In order to ensure a clean cluster shutdown, it is necessary to patch everything that was broken during the update. So, first, from the AWS console, reattach the original EBS volume to the instance using the same device ID (e.g., /dev/sdg2 in the above example), mount the device as the corresponding file system:
1 ubuntu@<ip>$ sudo mount /dev/sdg2 /mnt/galaxy
Lastly, as 'galaxy' system user, start Galaxy:
Back on the CloudMan web interface, once Galaxy is running again, log out of your ssh session (so that the unmount of /mnt/galaxy and other shutdown actions proceed smoothly). From the cluster log on the CloudMan admin page, or the "Show current user data" button, note down the name of the cluster's bucket. It will be something like cm-ca8d43f924f3ba1x5b63dabcdcd524ec. Click "Terminate cluster" and include "Terminate Master Instance", but not "Delete this cluster" (or we would lose all this work!)
Once the cluster has terminated (including the master instance), in the AWS console, click on the S3 tab. Find the desired cluster's bucket (as noted in Step 4) and download file persistent_data.yaml. Edit this file under - filesystem: galaxyTools replace the snap_id with the snapshot ID you got in Step 3. Also, if you happened to have changed the size of the filesystem in Step 3 (and thus the size of the snapshot), reflect that change in this file as well.

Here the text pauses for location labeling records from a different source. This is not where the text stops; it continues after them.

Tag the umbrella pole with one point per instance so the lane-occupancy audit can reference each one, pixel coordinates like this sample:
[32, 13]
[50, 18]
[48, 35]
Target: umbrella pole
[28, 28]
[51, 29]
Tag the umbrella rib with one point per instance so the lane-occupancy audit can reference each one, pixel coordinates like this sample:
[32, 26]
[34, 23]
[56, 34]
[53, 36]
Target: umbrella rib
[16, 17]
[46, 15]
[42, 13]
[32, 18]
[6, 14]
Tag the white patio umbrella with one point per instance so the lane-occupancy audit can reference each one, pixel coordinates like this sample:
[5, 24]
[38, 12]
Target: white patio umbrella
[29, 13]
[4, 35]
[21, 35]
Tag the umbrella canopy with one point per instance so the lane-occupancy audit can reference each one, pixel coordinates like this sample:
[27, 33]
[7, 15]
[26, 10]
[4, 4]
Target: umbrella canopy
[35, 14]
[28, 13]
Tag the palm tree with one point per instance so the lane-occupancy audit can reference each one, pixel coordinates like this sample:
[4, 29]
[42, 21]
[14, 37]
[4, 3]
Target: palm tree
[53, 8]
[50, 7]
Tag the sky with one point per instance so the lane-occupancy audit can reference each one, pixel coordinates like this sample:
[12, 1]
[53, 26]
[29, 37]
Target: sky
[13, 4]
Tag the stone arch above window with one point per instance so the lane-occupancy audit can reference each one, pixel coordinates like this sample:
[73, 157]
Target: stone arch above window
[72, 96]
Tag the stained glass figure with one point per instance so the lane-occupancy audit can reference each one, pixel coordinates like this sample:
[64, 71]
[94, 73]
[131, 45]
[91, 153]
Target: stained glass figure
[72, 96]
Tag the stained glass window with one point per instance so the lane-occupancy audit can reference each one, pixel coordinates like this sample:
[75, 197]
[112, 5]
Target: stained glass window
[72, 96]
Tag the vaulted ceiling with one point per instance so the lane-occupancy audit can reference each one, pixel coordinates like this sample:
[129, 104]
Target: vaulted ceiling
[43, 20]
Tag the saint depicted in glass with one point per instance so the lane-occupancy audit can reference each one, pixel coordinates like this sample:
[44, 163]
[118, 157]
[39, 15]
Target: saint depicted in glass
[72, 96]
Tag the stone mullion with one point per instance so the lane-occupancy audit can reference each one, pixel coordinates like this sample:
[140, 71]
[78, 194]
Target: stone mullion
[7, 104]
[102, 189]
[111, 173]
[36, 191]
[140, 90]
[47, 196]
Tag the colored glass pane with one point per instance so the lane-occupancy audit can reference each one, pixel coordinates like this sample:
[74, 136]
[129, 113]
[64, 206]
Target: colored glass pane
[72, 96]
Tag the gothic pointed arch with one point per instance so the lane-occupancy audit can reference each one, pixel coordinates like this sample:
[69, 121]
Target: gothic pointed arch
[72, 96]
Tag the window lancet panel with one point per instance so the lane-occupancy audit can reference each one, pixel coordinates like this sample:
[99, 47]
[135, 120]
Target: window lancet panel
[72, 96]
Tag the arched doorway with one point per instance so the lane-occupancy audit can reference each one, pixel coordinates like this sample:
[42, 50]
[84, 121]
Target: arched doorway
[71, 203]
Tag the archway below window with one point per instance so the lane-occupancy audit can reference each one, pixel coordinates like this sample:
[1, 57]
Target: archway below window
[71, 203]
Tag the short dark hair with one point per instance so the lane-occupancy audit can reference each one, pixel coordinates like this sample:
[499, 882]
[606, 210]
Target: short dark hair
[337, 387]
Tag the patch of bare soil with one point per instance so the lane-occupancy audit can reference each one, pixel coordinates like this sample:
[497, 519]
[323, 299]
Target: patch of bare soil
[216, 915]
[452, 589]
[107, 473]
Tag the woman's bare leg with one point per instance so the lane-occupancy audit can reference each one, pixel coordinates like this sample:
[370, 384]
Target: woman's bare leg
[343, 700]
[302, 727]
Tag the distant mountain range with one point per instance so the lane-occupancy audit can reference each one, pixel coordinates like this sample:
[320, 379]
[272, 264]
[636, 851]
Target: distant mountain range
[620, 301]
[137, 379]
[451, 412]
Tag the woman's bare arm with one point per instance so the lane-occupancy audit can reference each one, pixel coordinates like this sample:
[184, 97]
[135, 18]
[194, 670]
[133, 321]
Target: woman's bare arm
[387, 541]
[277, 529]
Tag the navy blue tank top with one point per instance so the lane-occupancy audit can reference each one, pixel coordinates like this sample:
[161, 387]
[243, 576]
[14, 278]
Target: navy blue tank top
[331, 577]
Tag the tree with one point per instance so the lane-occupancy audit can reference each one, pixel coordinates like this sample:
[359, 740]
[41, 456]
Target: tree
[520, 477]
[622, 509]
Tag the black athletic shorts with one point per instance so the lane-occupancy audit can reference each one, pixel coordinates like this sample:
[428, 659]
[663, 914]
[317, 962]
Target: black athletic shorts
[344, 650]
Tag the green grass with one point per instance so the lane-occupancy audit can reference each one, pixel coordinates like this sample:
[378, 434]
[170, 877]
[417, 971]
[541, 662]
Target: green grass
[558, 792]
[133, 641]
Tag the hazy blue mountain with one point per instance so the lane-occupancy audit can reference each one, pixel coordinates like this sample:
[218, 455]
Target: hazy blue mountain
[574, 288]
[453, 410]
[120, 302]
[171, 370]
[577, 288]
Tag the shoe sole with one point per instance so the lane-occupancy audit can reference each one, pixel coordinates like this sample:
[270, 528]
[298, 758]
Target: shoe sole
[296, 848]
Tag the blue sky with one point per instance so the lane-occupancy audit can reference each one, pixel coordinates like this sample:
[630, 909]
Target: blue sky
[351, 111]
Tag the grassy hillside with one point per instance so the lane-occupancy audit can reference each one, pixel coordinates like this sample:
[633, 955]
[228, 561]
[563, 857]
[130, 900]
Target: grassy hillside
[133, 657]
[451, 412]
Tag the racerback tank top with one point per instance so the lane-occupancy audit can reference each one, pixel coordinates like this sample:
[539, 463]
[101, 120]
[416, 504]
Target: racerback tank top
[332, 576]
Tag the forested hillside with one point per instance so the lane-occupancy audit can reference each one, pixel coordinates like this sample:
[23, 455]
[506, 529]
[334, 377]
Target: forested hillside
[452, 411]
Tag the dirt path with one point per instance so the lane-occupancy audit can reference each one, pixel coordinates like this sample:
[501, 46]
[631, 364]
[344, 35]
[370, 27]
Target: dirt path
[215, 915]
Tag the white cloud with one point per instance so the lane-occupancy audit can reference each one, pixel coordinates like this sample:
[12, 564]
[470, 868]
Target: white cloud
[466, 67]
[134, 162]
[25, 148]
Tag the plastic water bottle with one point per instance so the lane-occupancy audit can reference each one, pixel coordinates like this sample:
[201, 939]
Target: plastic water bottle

That is it. Instantiate the cluster as you normally would (i.e., using the same user data) and your customizations will be preserved for the given cluster. You may still need to install system software that is independent of Galaxy, eg. additional Perl modules or Linux packages not installed by default in the base Ubuntu Linux.
Using custom CloudMan application
When you launch a new CloudMan cluster, the most recent released version of the application will be used. If you relaunch a previously existing cluster, the same version of the CloudMan application will be reused as the last time the cluster was launched (even if a newer version of the application was released); this is done to maintain the reproducibility principles of your cluster.
When launching a cluster, the CloudMan application is automatically retrieved as a tar ball from a central location (currently, cloudman bucket on S3 for new clusters or your cluster's bucket for previously existing clusters). To use a custom version of CloudMan it is necessary to provide a custom version of the application source code; depending on the intent, this can be done in one of the following ways:
- For an existing cluster: note down the cluster bucket from CloudMan Admin page and replace files cm.tar.gz and cm_boot.py in the bucket with your custom version (see more below on this)
- For (any number of) new clusters: create an S3 bucket and place cm.tar.gz and cm_boot.py files in that bucket. When launching a new cluster, provide the name of the bucket in the ''Default bucket'' form field on the launcher application.
File cm_boot.py is available in the CloudMan source code repository. If changes are required to this file, take a look at the module cm/boot and make changes there. Once done, generate the cm_boot.py script by invoking the following command from the CloudMan root directory: python make_boot_script.py and then upload the file to the appropriate bucket.
File cm.tar.gz is a tar ball of the entire CloudMan repository. If you are editing an older version of the the applicaton, first download the cm.tar.gz file from your cluster's bucket and extract the archive, make desired edits, recreate the tar.gz file and upload it to your cluster's bucket. If editing the development version from the source control repository, create the tar.gz file with all the files while sitting in the application's root directory.